Inter Campione d’Italia: uno Scudetto di squadra tra stabilità e crescita
L’Inter è pazza, manca sempre il salto di qualità, i giocatori arrivano all’Inter e peggiorano le proprie prestazioni, l’Inter arriva a gennaio e poi sparisce. No, da quest’anno non è più così. L’Inter ha vinto il suo 19° Scudetto e l’ha fatto sfidando e battendo un’indole che negli ultimi anni l’aveva relegata a comparsa del campionato. Merito di Luciano Spalletti che ha preso una squadra quattro anni fa riportandola nell’Europa che conta. Merito soprattutto di Antonio Conte che ha portato la mentalità vincente, la bellezza del lavoro e della fatica per raggiungere un obiettivo, la fame e la voglia di non accontentarsi mai. L’Inter vince lo Scudetto grazie alla stabilità di risultati e ad una crescita che ha coinvolto tutto il gruppo sia tecnicamente sia mentalmente.

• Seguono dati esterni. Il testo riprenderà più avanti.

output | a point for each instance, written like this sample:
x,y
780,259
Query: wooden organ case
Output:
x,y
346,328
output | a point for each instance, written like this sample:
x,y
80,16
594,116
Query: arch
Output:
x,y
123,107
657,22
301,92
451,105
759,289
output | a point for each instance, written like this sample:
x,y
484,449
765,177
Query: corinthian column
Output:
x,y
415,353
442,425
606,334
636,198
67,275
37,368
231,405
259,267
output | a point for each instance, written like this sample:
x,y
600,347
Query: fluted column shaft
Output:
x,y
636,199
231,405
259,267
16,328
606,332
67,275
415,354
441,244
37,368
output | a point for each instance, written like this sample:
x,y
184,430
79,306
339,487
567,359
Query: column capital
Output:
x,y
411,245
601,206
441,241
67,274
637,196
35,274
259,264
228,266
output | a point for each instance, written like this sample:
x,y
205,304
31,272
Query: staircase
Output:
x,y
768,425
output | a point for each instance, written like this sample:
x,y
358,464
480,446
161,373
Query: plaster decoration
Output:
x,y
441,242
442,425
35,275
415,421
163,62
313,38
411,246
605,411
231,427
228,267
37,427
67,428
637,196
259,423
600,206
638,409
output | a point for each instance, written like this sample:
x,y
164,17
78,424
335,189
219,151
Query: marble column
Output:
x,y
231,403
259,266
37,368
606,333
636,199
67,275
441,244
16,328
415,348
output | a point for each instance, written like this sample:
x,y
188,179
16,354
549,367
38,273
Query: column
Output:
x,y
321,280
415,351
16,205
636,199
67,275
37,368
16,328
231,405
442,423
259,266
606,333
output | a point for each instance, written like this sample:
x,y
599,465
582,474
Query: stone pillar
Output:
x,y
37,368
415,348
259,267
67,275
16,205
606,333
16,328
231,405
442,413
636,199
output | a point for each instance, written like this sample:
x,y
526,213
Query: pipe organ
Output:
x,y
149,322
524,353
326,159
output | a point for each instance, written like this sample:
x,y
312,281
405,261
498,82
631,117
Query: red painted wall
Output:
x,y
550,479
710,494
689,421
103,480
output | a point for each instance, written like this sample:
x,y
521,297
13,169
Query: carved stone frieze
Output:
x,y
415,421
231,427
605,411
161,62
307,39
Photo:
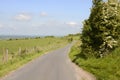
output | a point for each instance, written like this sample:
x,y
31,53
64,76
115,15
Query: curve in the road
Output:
x,y
52,66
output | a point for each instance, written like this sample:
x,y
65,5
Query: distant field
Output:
x,y
30,48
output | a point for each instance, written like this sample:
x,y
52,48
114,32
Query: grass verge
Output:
x,y
43,45
107,68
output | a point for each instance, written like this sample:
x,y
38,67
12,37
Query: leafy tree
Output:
x,y
101,33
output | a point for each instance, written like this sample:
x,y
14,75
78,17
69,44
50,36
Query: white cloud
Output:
x,y
23,17
71,23
43,14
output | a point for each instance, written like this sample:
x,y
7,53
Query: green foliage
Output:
x,y
16,60
101,32
107,68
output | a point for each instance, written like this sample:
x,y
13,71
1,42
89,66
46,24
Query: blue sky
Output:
x,y
43,17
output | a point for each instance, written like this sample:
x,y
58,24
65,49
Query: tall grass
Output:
x,y
43,45
107,68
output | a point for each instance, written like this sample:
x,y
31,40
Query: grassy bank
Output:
x,y
107,68
22,51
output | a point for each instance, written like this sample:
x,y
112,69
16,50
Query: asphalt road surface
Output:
x,y
51,66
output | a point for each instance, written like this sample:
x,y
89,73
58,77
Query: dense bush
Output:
x,y
101,32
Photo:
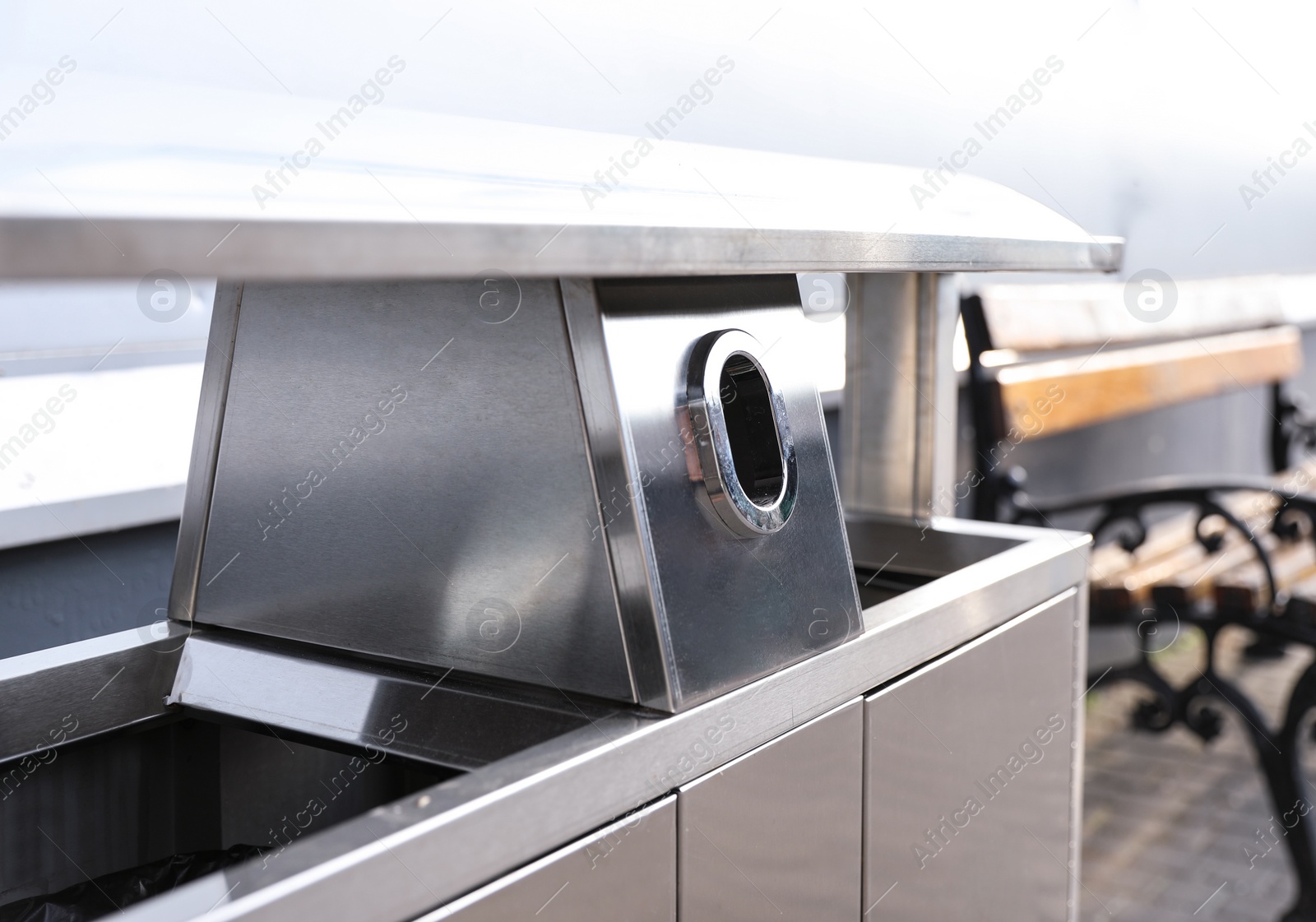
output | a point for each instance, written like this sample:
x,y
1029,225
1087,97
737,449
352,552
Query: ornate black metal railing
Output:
x,y
1289,516
1283,517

Antonio Conte è arrivato all’Inter nel 2019. La squadra aveva ottenuto due qualificazioni consecutive alla Champions League all’ultima giornata e con la classica pazzia unita al brivido che contraddistingueva l’animo nerazzurro fino a quel momento. Il tecnico salentino ha subito puntato a creare una precisa identità nella squadra: lavoro, obiettivi, mentalità. Tutti sono protagonisti, tutti sono fondamentali compresi quelli che hanno avuto meno spazio. In campionato questo ha subito avuto degli effetti positivi, in Champions League, invece, è mancato e manca ancora qualcosa. Forse, però, è proprio il percorso in Europa League della scorsa stagione ad aver sbloccato l’ambiente Inter. La lotta per un titolo a dieci anni di distanza ha ricaricato tifosi, società e una rosa ancora acerba su quel versante.
Questa stagione è partita con alcuni punti fermi e tante incognite. In poco tempo le certezze sono sempre più aumentate. Una difesa che da perforabile diventa granitica con Skriniar, De Vrij e Bastoni. Brozovic leader in regia e Hakimi imprendibile sulla destra. Barella motorino instancabile a centrocampo che crea e sa segnare. Lukaku e Lautaro Martinez che formano la seconda coppia più prolifica in Europa. Poi Handanovic, il capitano che è rimasto sempre nonostante tutto, che fa i miracoli al Derby e all’andata con il Napoli e che tradisce con qualche errore di troppo. E alla fine i due assi dalla manica a gennaio: Eriksen e Perisic. Dal passo d’addio al salto di qualità.
La storia tra Eriksen e l’Inter è degna dei romanzi sentimentali. Accolto come il campione che mancava da anni, comparsa nelle prime uscite, messo da parte nel finale della scorsa stagione. Quest’anno trattato come l’ultima ruota del carro e spesso umiliato con ingressi nei minuti finali, ma il danese è sempre stato un professionista. A dicembre era fuori dal progetto e per la società e il tecnico doveva partire. Poi il Derby di Coppa Italia come la freccia di Cupido ed è scoccato l’amore. Eriksen è diventato fondamentale nel centrocampo nerazzurro. Lui e Conte si sono venuti incontro e a trarne i benefici è stata l’Inter.
Per Perisic è stato tutto molto simile. L’anno scorso mandato al Bayern perchè incompatibile con il progetto tattico, quest’anno reintegrato e messo stabilmente in panchina. Il croato ha lavorato e ha imparato ad essere un ottimo esterno di fascia a sinistra. Il suo apporto è stato molto importante a tal punto da panchinare Young e da diventare titolare fisso.
Conte ha fatto crescere la squadra e ha fatto raggiungere un traguardo che mancava all’Inter da 11 anni. Una squadra di buoni giocatori è diventata una squadra di vincenti. Un girone di ritorno con numeri eccezionali che ha creato un margine enorme con tutte le altre concorrenti. L’unico dispiacere è non poter gioire con i propri tifosi, ma le emozioni che hanno ricevuto superano anche questa piccola mancanza. Ha ragione Conte, questa Inter è entrata nella storia.